The Debarwa massive sulphide deposit was partially mined by the Ethio-Nippon Company in the early 1970's. Both Debarwa and Adi Nefas deposits are currently being explored by Sub-Sahara Resources (Sub-Sahara Resources web site; www.subsahara.com.au).

The deposits typically have a hematite/goethite gossan on surface ranging from a few metres up to 50 m vertical thickness. The gossans extend along the strike of the deposits, and at Debarwa the gossans outcrop over a 1,500 m strike length. The Debarwa deposit gossan (approximately 50 m thick) is underlain by a 30 m thick chalcocite blanket, which is in turn underlain by primary chalcopyrite mineralization. The mineralization dips at roughly 55º to the west and consists of a single main zone underlain by a thin footwall zone.

Mineralization consists of pyrite, chalcopyrite ± galena in the primary zone and the supergene zone consists of chalcocite, covellite, digenite, bornite and tennantite (Sub-Sahara web site; www.subsahara.com.au).

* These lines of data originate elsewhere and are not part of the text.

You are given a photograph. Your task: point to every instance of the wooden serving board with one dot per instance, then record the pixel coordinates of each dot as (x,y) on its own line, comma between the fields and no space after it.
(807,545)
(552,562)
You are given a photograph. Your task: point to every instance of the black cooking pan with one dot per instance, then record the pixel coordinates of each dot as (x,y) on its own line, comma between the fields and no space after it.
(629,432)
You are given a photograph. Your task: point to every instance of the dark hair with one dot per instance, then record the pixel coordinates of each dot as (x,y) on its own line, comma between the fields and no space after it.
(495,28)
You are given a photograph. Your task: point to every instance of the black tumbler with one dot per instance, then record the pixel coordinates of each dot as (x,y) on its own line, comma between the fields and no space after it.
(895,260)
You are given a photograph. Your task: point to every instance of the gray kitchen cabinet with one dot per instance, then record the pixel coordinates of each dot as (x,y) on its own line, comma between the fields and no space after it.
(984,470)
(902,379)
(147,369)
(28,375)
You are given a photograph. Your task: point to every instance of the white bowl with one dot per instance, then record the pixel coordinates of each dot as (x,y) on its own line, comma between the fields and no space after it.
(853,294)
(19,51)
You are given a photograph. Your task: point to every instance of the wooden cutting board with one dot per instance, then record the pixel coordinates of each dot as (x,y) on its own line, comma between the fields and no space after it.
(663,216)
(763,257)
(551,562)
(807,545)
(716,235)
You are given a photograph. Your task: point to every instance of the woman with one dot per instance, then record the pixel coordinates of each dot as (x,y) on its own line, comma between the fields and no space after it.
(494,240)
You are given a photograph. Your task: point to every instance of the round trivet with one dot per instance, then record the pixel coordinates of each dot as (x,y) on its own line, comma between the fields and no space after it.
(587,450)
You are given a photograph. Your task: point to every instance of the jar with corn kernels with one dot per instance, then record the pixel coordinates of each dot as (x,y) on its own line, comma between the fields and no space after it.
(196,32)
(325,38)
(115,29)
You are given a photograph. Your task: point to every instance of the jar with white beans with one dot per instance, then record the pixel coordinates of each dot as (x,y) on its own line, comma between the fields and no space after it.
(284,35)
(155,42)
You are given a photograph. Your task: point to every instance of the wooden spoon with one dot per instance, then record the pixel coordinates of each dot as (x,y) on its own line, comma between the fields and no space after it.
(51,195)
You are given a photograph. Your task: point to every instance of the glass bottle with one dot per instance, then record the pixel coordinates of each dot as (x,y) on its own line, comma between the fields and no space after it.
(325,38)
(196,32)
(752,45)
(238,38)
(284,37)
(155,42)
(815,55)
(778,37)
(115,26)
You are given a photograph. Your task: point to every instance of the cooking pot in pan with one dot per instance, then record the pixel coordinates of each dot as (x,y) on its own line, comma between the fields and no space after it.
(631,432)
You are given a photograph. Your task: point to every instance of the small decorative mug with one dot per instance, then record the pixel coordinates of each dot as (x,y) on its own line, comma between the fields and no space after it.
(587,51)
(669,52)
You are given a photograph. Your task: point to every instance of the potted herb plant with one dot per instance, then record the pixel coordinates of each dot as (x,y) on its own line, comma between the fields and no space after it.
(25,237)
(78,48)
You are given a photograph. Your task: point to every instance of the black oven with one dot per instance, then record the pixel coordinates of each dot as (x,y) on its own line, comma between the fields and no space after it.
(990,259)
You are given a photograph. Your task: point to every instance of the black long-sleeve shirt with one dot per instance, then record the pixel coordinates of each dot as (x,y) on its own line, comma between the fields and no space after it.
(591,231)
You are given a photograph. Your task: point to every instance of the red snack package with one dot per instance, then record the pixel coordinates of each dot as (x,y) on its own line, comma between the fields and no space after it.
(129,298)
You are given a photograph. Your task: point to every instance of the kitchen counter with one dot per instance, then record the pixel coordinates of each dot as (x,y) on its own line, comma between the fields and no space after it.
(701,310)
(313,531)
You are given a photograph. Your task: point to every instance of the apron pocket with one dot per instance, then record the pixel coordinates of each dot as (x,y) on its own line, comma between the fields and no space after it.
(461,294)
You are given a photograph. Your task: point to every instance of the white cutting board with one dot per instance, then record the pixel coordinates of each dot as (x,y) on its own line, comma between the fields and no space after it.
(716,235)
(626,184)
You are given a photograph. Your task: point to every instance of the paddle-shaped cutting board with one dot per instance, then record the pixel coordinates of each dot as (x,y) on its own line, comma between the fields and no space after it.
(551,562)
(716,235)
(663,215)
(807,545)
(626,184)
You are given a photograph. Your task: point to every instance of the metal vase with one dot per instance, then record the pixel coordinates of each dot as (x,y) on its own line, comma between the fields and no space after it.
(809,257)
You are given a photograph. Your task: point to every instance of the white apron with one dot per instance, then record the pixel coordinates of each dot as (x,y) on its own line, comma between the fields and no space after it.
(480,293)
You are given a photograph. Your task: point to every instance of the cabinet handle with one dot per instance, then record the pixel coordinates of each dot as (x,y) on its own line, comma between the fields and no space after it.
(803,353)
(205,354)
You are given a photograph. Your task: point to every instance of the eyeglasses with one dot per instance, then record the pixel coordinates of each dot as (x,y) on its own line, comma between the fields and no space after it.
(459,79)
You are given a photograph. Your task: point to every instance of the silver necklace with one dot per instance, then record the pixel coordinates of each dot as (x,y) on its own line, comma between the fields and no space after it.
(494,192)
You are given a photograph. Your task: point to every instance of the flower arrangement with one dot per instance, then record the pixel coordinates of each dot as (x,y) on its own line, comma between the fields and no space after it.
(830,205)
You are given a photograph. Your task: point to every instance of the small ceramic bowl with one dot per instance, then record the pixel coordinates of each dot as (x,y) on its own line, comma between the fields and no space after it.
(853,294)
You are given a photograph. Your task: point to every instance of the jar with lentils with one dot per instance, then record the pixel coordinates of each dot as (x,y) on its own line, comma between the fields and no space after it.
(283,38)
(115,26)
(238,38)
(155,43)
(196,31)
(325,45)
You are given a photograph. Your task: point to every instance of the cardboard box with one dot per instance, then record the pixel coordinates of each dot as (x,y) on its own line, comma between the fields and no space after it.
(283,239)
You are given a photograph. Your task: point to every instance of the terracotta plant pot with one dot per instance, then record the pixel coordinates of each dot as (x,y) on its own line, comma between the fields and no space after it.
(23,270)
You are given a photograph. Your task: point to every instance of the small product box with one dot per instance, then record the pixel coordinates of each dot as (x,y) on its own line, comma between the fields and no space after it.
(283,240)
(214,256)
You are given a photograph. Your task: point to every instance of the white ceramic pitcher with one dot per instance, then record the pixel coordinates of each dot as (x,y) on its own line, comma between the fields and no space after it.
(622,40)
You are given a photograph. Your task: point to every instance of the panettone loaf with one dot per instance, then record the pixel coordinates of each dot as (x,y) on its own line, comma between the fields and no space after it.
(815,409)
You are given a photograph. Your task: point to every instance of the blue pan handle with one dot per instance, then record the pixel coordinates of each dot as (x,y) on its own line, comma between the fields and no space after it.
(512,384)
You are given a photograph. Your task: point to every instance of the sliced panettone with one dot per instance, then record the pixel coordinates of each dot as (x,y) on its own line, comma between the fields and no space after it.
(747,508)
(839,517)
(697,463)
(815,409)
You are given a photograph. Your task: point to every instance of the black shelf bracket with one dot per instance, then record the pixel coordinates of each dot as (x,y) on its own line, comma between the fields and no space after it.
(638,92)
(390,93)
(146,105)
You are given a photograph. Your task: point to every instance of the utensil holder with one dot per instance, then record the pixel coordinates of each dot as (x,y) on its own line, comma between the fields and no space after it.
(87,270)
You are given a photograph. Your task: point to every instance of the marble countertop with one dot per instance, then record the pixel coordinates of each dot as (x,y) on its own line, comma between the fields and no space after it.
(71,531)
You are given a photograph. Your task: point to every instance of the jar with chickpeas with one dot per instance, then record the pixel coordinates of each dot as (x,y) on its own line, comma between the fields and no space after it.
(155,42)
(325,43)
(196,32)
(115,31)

Recent exploration by Sub-Sahara Resources has encountered zinc-rich mineralization at surface, 200 m to the north of the Debarwa deposit.

Mineral resource estimates were prepared for several of the deposits (Table 7-1) by BRGM-La Source, Phelps Dodge Corp. or the African Mineral Resources Development Centre.

Table 7-1
Asmara Area Base Metal Prospects and Deposits

Trend	Deposit	Tonnage (Mt)	Cu %	Pb %	Zn %	Au g/t	Ag g/t
Emba Derho	Emba Derho	2.5 resource⁷	0.39	-	2.36	0.10	4.5
Debarwa	Adi Nefas Zinc	1.43 resource⁸	0.95	est. 0.8	9.30	3.28	129.0
Debarwa	Adi Nefas Doop	2.92⁹	-	-	-	3.10	-
Debarwa	Debarwa	1.65 mineable reserve¹⁰	5.1		-	1.40	-
Debarwa	Debarwa South	1.29 inferred resource¹¹	5.1(?)	-	-	1.40(?)	-
Kodado	Adi Rassi	4.5 resource¹²	1.0	-	-	0.70	-

⁷ Phelps Dodge Corp.

⁸ African Mineral Resources Development Centre quoted in Sub-Sahara web site.

⁹ BRGM – La Source (1996-7) quoted in Sub-Sahara web site.

¹⁰ Phelps Dodge Corp. in Sub-Sahara web site.

¹¹ Phelps Dodge Corp. in Sub-Sahara web site.

¹² Source not specified in Chisholm, 2003.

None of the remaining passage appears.